Deutsche agrees record longevity swap deal

Deutsche agrees record longevity swap deal

The swap, announced during Aegon's results this morning, is significant for two reasons - its size, and the fact that Deutsche says it has managed to pass its resulting exposure to longer Dutch life expectancy on to third parties - anonymous financial investors in the capital markets.

These might include other banks, hedge funds, or specialist insurance-linked securities funds, all willing to bet that Aegon's provisions for rising Dutch life expectancy are, in fact, too high. Deutsche is understood to have "packaged" its exposure from the Aegon deal into various kinds of investment products for these institutions to buy.

Usually, when banks and insurers sign longevity deals, they subsequently pass the risk onto reinsurers - firms that specialise in covering insurers. But capacity in this market is limited.

The €12bn swap also contains an irony for Aegon, since the Dutch group had once set out its own plans for entering the related "pensions buyout" market in the UK. Aegon launched a joint venture with Swiss bank UBS in late 2008 to do this, but rethought the plans in June 2010, following a restructuring of its UK life business.

Deutsche, meanwhile, arrived in pensions swaps with a bang in January 2010, signing a £3bn longevity deal with BMW on behalf of its £5bn UK pension fund. It owns a UK insurance subsidiary, Abbey Life, through which these transactions tend to be structured.

Its deal with Aegon today is also one of first large, public longevity swaps to take place outside the UK. Most of those to date have involved UK pension schemes, such as those for BMW, Rolls-Royce and ITV.

In a statement, Clare Hennings, head of structured insurance solutions at Deutsche, said: “We believe this market will continue to grow as insurance companies and pension funds look at new ways to manage their liabilities, while investors seek diversified investment opportunities."
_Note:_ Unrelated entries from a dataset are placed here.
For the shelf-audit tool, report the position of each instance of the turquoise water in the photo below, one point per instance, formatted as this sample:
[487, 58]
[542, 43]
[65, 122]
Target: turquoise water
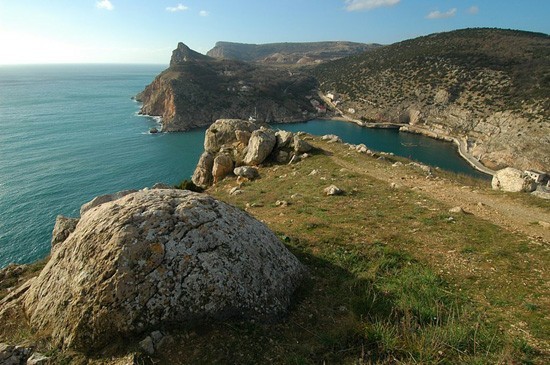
[417, 147]
[69, 133]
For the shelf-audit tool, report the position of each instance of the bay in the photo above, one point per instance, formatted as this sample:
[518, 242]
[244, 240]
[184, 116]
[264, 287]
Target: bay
[71, 132]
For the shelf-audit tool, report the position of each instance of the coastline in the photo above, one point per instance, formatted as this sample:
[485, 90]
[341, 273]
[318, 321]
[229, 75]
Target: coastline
[460, 144]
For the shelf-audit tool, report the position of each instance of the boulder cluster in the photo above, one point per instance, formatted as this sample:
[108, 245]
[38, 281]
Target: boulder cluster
[137, 262]
[231, 144]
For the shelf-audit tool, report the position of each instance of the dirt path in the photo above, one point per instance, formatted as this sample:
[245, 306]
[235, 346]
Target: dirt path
[499, 209]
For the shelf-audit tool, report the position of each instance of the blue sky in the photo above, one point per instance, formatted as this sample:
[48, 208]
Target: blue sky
[146, 31]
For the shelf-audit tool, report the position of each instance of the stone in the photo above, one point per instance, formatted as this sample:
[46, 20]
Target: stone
[331, 138]
[235, 191]
[301, 146]
[147, 345]
[38, 359]
[158, 258]
[98, 200]
[457, 210]
[294, 159]
[161, 186]
[62, 229]
[203, 172]
[249, 172]
[284, 138]
[223, 132]
[282, 156]
[223, 166]
[260, 146]
[333, 190]
[512, 180]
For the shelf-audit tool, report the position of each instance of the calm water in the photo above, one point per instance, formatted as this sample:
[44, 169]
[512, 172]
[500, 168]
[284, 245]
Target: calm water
[69, 133]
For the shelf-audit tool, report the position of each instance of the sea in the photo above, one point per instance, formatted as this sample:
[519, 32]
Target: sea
[69, 133]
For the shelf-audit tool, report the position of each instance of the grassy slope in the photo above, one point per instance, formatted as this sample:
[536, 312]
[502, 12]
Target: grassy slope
[394, 277]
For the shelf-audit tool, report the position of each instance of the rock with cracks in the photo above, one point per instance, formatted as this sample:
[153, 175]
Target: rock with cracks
[159, 258]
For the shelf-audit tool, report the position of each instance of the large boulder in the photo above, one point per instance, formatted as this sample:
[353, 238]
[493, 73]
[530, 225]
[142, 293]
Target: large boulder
[260, 146]
[154, 258]
[226, 132]
[512, 180]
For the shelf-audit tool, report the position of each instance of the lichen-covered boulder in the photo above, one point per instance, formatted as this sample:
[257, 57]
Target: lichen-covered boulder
[203, 172]
[224, 132]
[154, 258]
[512, 180]
[260, 146]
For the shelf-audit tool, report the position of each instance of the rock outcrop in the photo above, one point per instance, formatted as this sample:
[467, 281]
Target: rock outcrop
[230, 143]
[512, 180]
[196, 90]
[157, 258]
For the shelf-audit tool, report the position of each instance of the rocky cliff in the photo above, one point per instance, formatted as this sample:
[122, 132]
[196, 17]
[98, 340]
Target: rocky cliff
[488, 87]
[196, 90]
[288, 53]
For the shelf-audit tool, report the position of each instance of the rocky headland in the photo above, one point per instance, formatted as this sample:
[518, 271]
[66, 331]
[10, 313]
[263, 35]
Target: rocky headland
[197, 90]
[487, 88]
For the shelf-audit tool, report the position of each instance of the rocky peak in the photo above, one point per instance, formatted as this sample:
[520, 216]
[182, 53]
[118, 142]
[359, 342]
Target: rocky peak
[185, 54]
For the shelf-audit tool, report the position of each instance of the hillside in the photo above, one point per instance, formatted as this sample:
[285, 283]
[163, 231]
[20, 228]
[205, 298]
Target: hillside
[288, 53]
[396, 277]
[196, 90]
[489, 87]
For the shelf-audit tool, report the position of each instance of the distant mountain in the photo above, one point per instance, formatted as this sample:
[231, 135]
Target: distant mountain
[288, 53]
[196, 90]
[489, 87]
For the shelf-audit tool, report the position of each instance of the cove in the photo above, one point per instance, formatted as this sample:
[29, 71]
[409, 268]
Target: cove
[413, 146]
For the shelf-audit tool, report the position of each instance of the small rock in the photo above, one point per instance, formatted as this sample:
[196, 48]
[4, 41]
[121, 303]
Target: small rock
[247, 171]
[147, 345]
[333, 190]
[235, 191]
[457, 210]
[38, 359]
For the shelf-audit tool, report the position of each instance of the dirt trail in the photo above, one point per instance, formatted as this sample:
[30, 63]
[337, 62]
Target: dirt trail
[501, 210]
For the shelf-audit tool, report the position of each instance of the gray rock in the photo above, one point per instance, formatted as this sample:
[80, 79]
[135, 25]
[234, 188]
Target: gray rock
[154, 258]
[223, 166]
[512, 180]
[223, 132]
[301, 146]
[203, 172]
[98, 200]
[284, 138]
[333, 190]
[161, 186]
[247, 171]
[38, 359]
[282, 156]
[147, 345]
[260, 146]
[62, 229]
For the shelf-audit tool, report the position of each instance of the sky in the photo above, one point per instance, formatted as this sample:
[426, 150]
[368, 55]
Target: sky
[146, 31]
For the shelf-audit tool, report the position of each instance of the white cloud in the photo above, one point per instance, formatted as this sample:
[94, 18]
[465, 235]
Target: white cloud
[355, 5]
[439, 15]
[104, 4]
[179, 7]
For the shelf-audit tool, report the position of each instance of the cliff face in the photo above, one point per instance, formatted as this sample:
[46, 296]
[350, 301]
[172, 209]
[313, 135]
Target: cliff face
[488, 87]
[196, 90]
[288, 53]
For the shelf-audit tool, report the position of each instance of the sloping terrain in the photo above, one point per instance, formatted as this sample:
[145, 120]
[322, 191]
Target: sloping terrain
[288, 53]
[488, 87]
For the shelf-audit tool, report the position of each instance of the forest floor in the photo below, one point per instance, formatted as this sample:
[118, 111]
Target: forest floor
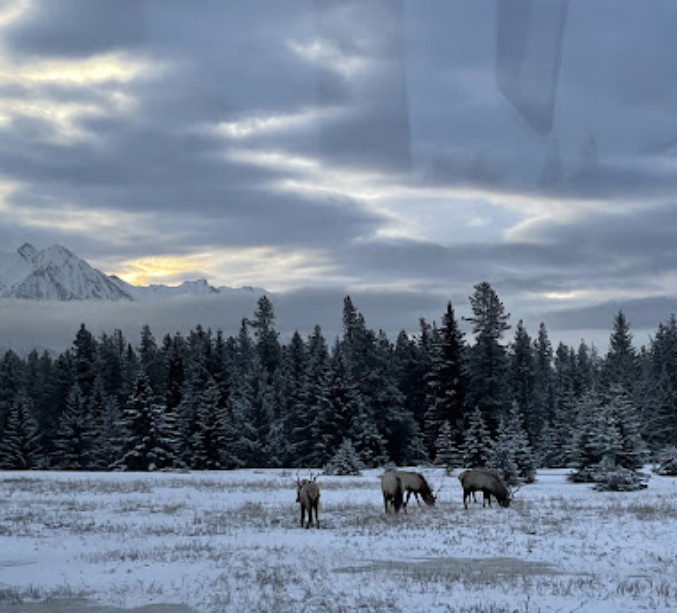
[231, 541]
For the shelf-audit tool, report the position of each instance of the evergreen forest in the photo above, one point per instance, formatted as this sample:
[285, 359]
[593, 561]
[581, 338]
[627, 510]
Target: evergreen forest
[499, 397]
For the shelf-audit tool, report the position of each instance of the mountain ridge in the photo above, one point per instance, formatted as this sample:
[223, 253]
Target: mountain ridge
[56, 273]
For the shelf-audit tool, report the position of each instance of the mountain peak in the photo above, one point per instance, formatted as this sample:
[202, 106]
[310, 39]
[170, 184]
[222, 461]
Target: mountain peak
[27, 251]
[56, 273]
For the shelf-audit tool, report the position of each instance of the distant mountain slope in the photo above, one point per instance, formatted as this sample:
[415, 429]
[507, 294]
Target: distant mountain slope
[56, 273]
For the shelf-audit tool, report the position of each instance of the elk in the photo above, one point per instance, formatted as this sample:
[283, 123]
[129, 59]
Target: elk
[308, 496]
[393, 491]
[415, 483]
[486, 481]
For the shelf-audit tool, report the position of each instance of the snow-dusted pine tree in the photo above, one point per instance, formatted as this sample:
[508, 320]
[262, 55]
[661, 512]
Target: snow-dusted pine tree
[477, 444]
[20, 442]
[346, 461]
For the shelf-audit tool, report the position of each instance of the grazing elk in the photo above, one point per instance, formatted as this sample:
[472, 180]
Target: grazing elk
[308, 496]
[393, 491]
[415, 483]
[486, 481]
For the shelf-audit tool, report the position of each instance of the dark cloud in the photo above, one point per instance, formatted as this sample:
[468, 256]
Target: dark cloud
[78, 27]
[417, 101]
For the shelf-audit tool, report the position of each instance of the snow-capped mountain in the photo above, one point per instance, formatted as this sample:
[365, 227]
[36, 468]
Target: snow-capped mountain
[56, 273]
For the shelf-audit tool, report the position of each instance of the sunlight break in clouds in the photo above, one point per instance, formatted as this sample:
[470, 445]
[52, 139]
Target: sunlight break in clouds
[112, 72]
[274, 269]
[266, 124]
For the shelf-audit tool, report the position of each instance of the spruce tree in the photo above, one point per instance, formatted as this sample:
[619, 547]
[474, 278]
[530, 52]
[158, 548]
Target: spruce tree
[447, 381]
[142, 449]
[523, 377]
[74, 436]
[488, 388]
[20, 447]
[477, 444]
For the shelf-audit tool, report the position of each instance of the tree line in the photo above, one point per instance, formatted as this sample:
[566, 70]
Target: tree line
[205, 401]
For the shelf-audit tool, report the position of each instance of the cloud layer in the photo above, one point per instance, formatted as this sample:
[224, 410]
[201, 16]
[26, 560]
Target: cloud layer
[380, 146]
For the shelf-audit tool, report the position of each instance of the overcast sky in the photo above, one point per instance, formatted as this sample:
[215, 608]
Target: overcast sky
[398, 151]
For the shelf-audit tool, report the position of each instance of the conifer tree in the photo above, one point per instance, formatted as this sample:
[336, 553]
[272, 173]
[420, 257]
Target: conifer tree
[74, 436]
[620, 365]
[543, 394]
[345, 461]
[265, 335]
[447, 381]
[144, 448]
[523, 374]
[446, 452]
[20, 447]
[488, 386]
[477, 444]
[511, 452]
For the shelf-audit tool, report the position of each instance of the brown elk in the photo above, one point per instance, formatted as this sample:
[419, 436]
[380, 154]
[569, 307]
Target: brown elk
[393, 491]
[416, 484]
[486, 481]
[308, 496]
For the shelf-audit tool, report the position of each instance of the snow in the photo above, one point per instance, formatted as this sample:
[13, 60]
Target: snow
[55, 273]
[231, 541]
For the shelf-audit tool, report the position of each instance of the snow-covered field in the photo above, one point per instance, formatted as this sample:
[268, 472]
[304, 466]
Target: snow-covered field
[231, 541]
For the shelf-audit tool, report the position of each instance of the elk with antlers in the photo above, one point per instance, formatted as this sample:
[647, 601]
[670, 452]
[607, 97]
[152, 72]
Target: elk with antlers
[308, 496]
[486, 481]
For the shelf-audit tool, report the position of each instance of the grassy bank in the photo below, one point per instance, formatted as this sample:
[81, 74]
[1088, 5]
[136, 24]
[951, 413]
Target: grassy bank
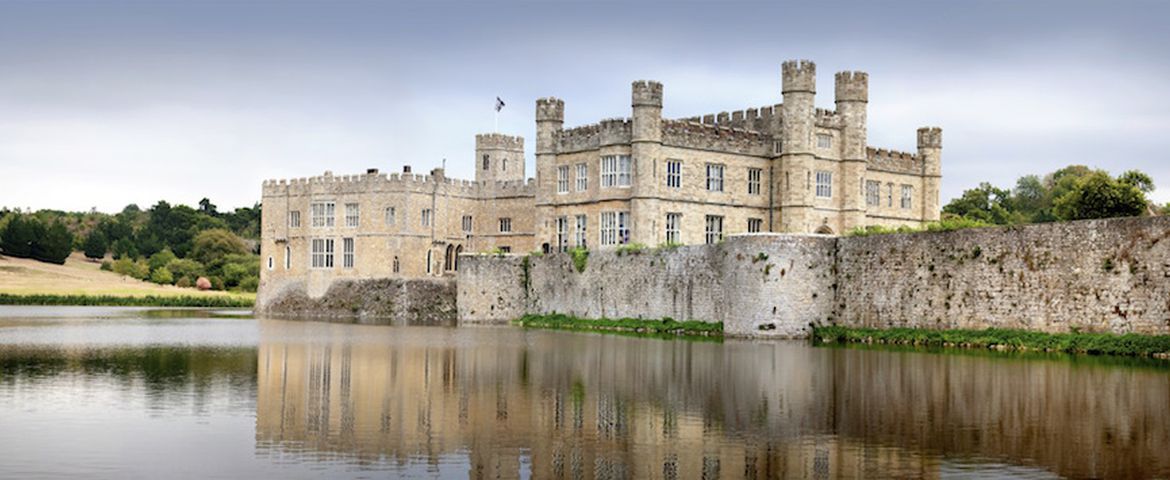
[633, 326]
[126, 301]
[1129, 344]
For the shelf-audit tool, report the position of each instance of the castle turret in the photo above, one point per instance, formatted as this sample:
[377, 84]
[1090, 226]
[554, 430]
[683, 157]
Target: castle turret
[550, 121]
[852, 96]
[930, 146]
[795, 182]
[646, 146]
[499, 158]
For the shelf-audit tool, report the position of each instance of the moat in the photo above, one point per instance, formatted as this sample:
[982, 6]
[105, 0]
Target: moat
[126, 392]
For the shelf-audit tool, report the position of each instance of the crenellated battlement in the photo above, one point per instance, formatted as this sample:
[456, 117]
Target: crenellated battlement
[499, 142]
[852, 87]
[893, 160]
[715, 137]
[757, 118]
[610, 131]
[647, 93]
[799, 76]
[550, 109]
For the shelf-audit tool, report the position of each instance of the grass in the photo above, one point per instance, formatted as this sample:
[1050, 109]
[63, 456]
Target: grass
[668, 327]
[1128, 344]
[126, 301]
Aegon said this morning that the swap "reduces required capital at an attractive cost of capital", and these deals can be positive for companies' share prices. Figures from City law firm Freshfields, released late last month, suggested companies who reduce financial risks in their pension schemes enjoy an average 2.1% boost to their shares.

Yesterday, the UK defence group BAE Systems reported a £1.5bn write-off related to the deficit in its pension funds, equalling its 2011 pre-tax profits. The loss is a paper one, but gives an indication of what could be a bruising valuation of its £9bn main scheme that is currently underway. If a big deficit is revealed BAE's cash payments could be in line for an increase.

BAE's shares were down 7.8p to 325.2p yesterday, though the market was also disappointed by the firm's poor trading prospects.

Aegon's deal does not affect its pension scheme, but the life-expectancy risk in its annuity book is similar. Its shares were up 0.2% to €3.95 this morning, as of 11.21am GMT.

• Separately, Aegon also said its UK chief executive, who leads the substantial UK operations that the Dutch group inherited from its acquisition of Scottish Equitable in 1994, would be joining its group management board.

Adrian Grace's promotion is a "a reflection of the continued importance our business in the UK represents within our strategic priorities" according to group chief executive Alex Wynaendts.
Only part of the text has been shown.